The increased sensitivity of the CTF comes at the expense of specificity, however, identifying many at-risk patients who would not end up developing an ulcer if left untreated. Specificity of the CTF is just 20%, compared with 75% for the monofilament. “If you want to prevent ulcers, you have to identify everyone at risk, so you can do everything you can to prevent them, with measures such as teaching patients to use mirrors to inspect their feet, and in some cases provide custom footwear,” he noted.
But Dr. Andrew J.M. Boulton, chair of the ADA's Foot Care Interest Group, said he believes that it's too soon to replace the monofilament with the CTF as a first-line screening test for diabetic neuropathy. The CTF results are “very interesting, and I think that this is certainly a useful addition to the monofilaments,” he said in an interview, adding that they are consistent with last year's recommendation of using monofilaments together with one other of four tests.
Dr. Boulton, who divides his time between the Manchester (England) Diabetes Centre and the division of endocrinology, diabetes, and metabolism at the University of Miami, noted that data from prospective studies also support the monofilaments. In one review of six such studies, the increased risk of ulceration ranged from an odds ratio of 2.2 to 9.99, and the relative risk of amputation was 2.9 with an abnormal monofilament test (J. Fam. Pract. 2000;49[11 suppl]:S17-29).

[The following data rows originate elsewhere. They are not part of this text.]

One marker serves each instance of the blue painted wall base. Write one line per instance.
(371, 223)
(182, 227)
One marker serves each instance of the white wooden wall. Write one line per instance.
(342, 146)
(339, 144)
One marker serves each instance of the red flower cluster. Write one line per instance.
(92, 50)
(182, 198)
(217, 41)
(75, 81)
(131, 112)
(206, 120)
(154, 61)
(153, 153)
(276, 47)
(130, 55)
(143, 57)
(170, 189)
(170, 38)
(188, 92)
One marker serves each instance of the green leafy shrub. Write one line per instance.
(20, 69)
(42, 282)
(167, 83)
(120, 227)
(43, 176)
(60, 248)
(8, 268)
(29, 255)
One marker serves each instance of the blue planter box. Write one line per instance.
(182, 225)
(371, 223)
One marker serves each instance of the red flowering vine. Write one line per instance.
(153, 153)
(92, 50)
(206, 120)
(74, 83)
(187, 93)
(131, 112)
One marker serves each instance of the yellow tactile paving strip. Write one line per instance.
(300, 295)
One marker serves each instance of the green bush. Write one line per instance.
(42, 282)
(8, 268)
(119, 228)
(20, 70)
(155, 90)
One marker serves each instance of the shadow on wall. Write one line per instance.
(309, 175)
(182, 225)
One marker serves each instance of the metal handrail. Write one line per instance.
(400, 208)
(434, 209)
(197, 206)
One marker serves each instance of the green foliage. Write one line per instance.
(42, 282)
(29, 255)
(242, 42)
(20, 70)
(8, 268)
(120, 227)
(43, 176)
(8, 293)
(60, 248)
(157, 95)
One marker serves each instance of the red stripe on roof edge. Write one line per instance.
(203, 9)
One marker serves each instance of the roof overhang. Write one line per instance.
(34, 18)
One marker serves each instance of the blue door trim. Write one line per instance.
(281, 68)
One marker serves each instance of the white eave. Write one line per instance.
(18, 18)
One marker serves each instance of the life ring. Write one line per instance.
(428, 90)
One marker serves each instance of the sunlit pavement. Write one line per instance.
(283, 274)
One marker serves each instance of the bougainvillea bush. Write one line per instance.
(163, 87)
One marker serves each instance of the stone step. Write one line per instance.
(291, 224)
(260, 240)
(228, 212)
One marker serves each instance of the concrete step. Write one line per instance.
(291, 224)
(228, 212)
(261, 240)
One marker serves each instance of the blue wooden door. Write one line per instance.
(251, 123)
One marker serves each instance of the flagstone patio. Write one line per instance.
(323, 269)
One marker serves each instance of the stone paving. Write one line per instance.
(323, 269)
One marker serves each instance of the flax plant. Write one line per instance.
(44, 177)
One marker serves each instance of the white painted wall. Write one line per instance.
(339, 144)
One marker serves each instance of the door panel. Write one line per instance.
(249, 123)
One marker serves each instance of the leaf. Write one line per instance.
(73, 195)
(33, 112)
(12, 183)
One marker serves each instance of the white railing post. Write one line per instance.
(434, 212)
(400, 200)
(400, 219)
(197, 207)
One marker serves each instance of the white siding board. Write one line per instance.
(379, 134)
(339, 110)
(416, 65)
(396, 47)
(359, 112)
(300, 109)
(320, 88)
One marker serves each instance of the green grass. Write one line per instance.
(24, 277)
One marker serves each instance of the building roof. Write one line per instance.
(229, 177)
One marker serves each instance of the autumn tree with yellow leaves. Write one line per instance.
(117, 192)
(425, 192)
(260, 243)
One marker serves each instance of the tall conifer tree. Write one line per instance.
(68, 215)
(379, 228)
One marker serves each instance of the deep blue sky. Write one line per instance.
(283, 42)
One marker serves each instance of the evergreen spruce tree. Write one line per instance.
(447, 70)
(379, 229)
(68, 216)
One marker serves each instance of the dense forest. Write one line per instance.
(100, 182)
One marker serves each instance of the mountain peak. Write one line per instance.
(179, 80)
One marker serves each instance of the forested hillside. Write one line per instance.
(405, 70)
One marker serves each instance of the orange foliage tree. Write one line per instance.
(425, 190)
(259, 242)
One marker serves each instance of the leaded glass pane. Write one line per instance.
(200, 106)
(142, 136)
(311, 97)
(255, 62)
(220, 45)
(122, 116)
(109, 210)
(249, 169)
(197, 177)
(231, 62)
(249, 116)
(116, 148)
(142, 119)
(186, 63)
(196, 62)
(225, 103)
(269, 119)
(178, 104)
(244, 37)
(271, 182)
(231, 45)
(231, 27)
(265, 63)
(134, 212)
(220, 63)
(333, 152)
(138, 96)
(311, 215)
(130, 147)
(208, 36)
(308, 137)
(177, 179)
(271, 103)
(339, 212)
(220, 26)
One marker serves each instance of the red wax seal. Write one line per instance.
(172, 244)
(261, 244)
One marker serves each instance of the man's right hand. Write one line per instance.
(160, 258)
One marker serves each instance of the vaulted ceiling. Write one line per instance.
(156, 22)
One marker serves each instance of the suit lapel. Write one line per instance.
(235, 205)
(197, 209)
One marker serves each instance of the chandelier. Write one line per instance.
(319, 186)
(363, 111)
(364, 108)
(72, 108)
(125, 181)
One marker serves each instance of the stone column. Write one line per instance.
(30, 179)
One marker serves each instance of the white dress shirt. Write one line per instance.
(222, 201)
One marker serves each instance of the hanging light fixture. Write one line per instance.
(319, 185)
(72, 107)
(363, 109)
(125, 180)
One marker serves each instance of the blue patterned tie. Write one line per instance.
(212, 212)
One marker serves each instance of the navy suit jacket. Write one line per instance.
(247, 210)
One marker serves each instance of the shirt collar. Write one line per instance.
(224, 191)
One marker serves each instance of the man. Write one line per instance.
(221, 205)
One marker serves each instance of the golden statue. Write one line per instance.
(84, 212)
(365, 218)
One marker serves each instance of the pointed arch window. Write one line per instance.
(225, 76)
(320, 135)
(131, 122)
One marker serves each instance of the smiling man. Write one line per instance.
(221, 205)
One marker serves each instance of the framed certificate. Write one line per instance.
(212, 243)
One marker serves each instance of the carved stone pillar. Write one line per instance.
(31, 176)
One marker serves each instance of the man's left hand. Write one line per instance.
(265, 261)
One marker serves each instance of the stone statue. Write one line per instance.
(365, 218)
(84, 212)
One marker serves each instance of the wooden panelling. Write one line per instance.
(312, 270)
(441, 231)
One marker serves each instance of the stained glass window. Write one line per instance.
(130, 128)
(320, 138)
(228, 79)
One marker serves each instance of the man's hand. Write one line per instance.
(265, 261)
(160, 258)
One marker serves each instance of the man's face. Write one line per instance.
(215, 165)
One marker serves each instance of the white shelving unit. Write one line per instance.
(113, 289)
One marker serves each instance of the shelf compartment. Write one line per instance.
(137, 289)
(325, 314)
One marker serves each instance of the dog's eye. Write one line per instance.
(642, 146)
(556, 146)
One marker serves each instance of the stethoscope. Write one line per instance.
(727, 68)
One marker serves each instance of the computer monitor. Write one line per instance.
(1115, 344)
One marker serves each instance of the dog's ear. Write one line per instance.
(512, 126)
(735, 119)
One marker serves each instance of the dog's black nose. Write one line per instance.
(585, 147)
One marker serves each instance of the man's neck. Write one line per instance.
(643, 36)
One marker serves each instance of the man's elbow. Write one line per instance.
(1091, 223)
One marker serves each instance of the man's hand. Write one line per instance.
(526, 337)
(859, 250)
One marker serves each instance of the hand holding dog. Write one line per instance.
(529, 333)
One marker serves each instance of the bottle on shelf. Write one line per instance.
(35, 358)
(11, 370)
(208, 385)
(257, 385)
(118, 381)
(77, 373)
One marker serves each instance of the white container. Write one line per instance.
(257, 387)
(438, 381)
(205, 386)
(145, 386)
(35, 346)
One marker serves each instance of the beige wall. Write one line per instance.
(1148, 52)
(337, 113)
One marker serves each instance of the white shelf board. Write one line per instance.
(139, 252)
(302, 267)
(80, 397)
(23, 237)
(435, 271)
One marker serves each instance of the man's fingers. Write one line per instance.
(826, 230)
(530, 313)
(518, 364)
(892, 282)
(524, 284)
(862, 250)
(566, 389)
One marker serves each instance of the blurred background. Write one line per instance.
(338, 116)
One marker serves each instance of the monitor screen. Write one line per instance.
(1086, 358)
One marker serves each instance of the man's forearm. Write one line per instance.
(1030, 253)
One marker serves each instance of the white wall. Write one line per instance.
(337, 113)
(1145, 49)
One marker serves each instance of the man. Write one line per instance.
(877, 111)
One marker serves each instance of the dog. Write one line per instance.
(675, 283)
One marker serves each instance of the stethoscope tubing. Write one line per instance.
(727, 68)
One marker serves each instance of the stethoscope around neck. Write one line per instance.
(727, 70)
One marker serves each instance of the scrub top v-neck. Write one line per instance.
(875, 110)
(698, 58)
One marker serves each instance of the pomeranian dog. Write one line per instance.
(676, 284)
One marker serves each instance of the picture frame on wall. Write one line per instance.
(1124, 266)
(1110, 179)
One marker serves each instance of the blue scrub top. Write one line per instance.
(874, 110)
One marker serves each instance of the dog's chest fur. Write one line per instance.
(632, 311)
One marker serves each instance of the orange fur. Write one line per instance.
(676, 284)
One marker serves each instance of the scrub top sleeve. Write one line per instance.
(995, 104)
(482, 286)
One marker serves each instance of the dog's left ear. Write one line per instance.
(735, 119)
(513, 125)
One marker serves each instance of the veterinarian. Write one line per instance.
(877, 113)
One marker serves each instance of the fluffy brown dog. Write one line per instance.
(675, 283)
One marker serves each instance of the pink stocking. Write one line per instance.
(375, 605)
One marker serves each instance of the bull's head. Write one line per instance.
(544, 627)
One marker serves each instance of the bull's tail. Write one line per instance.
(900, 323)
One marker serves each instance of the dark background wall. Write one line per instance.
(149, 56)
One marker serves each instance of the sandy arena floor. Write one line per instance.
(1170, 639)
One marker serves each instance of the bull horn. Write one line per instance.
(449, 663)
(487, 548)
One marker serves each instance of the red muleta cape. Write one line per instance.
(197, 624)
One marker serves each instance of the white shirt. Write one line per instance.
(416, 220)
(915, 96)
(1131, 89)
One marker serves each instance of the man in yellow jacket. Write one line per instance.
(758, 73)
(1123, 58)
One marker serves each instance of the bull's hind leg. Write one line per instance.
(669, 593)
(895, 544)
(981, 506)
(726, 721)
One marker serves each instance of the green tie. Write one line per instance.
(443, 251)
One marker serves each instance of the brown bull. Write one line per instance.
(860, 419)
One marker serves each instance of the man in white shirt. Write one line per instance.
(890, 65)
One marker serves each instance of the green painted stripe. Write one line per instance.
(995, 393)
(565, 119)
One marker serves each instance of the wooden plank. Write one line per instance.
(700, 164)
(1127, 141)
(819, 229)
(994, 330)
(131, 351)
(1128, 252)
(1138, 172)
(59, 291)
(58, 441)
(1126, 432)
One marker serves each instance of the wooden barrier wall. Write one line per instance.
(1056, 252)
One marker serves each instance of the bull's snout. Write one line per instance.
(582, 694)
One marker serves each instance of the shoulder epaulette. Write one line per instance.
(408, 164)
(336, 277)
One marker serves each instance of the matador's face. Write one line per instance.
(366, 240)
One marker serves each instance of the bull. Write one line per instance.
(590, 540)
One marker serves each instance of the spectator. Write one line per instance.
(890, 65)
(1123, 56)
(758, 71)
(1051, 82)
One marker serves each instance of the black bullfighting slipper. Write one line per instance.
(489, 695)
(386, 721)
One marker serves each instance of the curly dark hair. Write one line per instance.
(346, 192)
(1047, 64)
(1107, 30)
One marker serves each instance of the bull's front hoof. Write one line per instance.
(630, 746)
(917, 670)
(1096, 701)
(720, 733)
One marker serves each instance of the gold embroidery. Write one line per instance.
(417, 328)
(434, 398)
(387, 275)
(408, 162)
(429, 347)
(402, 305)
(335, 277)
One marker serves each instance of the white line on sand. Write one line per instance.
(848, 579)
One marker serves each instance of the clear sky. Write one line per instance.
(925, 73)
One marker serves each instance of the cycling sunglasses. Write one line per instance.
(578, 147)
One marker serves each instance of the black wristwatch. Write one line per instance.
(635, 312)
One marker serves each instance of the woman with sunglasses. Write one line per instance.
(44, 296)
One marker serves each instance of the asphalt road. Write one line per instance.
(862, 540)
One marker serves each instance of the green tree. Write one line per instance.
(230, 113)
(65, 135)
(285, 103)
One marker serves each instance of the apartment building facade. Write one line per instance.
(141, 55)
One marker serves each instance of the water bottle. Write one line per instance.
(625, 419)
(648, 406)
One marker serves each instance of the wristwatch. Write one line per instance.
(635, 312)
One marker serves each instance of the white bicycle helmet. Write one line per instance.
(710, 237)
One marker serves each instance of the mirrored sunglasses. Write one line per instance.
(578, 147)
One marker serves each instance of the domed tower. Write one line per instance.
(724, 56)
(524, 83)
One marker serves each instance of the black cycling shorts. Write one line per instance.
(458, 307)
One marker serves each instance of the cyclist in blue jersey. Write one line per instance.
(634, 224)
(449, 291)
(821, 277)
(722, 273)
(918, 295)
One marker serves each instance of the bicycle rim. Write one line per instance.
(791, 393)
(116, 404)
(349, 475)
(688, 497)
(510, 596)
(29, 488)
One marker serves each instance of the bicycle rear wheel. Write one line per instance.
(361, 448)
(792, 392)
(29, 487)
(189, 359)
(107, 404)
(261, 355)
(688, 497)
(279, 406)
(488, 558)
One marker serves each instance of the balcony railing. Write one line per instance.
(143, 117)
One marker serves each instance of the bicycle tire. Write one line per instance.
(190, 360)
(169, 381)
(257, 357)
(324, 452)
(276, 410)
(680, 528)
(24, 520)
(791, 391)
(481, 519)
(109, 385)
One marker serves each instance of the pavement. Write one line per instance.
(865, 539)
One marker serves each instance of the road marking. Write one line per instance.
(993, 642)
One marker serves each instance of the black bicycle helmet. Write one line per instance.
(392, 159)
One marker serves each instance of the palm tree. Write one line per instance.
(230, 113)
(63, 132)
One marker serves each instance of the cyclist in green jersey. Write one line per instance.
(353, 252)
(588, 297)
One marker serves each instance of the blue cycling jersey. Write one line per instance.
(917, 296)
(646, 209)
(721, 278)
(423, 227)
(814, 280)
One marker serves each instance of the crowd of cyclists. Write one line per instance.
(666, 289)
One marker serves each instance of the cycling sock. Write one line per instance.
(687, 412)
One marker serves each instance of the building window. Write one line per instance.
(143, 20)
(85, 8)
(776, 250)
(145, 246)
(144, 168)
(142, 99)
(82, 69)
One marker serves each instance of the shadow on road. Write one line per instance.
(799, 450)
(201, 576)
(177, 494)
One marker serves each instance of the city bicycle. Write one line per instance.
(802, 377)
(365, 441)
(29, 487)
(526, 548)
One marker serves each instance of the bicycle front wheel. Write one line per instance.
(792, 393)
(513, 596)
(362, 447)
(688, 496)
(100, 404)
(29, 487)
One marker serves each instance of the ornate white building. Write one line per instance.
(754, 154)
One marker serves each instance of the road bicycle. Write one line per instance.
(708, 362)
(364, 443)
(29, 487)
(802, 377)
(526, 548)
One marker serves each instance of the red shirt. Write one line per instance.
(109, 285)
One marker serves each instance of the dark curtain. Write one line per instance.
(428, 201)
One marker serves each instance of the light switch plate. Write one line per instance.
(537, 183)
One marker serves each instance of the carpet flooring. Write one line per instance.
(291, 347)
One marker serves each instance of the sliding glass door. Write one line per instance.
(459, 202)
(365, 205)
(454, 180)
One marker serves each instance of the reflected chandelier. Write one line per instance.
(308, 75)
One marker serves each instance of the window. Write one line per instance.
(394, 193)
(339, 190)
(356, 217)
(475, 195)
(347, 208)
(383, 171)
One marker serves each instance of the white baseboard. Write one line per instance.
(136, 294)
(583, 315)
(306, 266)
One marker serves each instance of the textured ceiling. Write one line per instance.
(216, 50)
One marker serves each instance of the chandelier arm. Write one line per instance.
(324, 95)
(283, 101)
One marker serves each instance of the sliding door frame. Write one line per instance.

“What is needed with this test is a prospective study…. This new tuning fork test may well be useful but before it can replace the monofilament—if it is to at all—good longitudinal studies must be done to show its predictive value,” said Dr. Boulton, who has received honoraria/consulting fees from Pfizer and Eli Lilly & Co.
Dr. Oyer and Dr. Saxon are conducting two ongoing trials with the CTF test. One is seeking to establish vibration perception ranges for nondiabetic people aged 40 and older. The other is looking at whether Metanx, a widely-used vitamin therapy for diabetic neuropathy, improves the CTF score, he said in an interview.
Dr. Oyer and Dr. Saxon stated they had no conflicts of interest to disclose.
Although the method takes some practice, the clanging tuning fork test is simple and reliable, Dr. Saxon said, using these steps:
▸ Using a standard C-128 tuning fork, strike the tuning fork against the palm with an upstroke, just hard enough to make the ends clang together. If there is no metallic “clang,” try hitting harder. But if there is an extra-loud “clang,” dampen it and try again more lightly.
▸ Hold the tuning fork with only two fingers. “Pretend you're at a bar holding a dart,” Dr. Saxon said. Don't rest your hand against the tines because contact will shorten the vibration time.
▸ When using the CTF on patients for the first time, it's a good idea to demonstrate on one of their hands to make sure they understand the difference between vibration and pressure by checking if they recognize when the vibration stops.
▸ For the actual test on the foot, immediately after striking, the tuning fork is placed on the dorsal toe just proximal to the nail, and the seconds counted until the patient says “now,” signifying the point at which he or she begins to doubt that the vibration is perceptible.
▸ The test is repeated on the other foot, and the score from both toes is averaged.